BoostTaxo: Zero-Shot Taxonomy Induction via Boosting-Style Agentic Reasoning and Constraint-Aware Calibration
arXiv:2605.12520v1 Announce Type: cross
Abstract: Taxonomy induction is crucial for organizing concepts into explicit and interpretable semantic hierarchies. While existing methods have achieved promising results, their generalization, structural reliability, and efficiency remain limited, hindering their performance in zero-shot and large-scale scenarios. To overcome these limitations, we introduce BoostTaxo, a boosting-style LLM framework for zero-shot taxonomy induction. It takes a set of domain terms as inputs and performs parent identification in a coarse-to-fine manner, employing retrieval-augmented definition refinement, hybrid parent candidate selection, candidate rating, and structure-aware score calibration to improve taxonomy construction.

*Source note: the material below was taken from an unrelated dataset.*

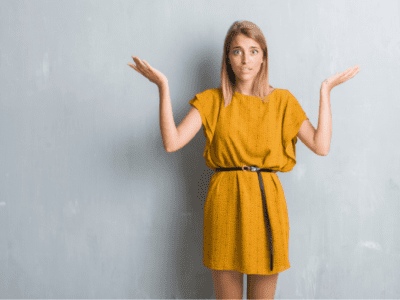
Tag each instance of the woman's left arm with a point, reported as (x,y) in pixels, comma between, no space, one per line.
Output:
(322,136)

Specifically, a lightweight LLM is used to efficiently filter candidate parents, while a large-scale LLM is employed to rank and score candidate parents for fine-grained parent selection. Structural features are further incorporated to calibrate candidate edge weights and enhance the reliability of the induced taxonomy. The unified BoostTaxo is evaluated on three public benchmark datasets, namely WordNet, DBLP, and SemEval-Sci, and achieves superior or comparable performance to state-of-the-art methods in zero-shot taxonomy induction. The ablation study validates the contribution of the hybrid parent candidate selection and the structure-aware score calibration to the overall performance. Further analysis investigates the impact of candidate selection size on taxonomy quality and presents representative case and failure studies, providing deeper insights into the effectiveness and limitations of the proposed framework.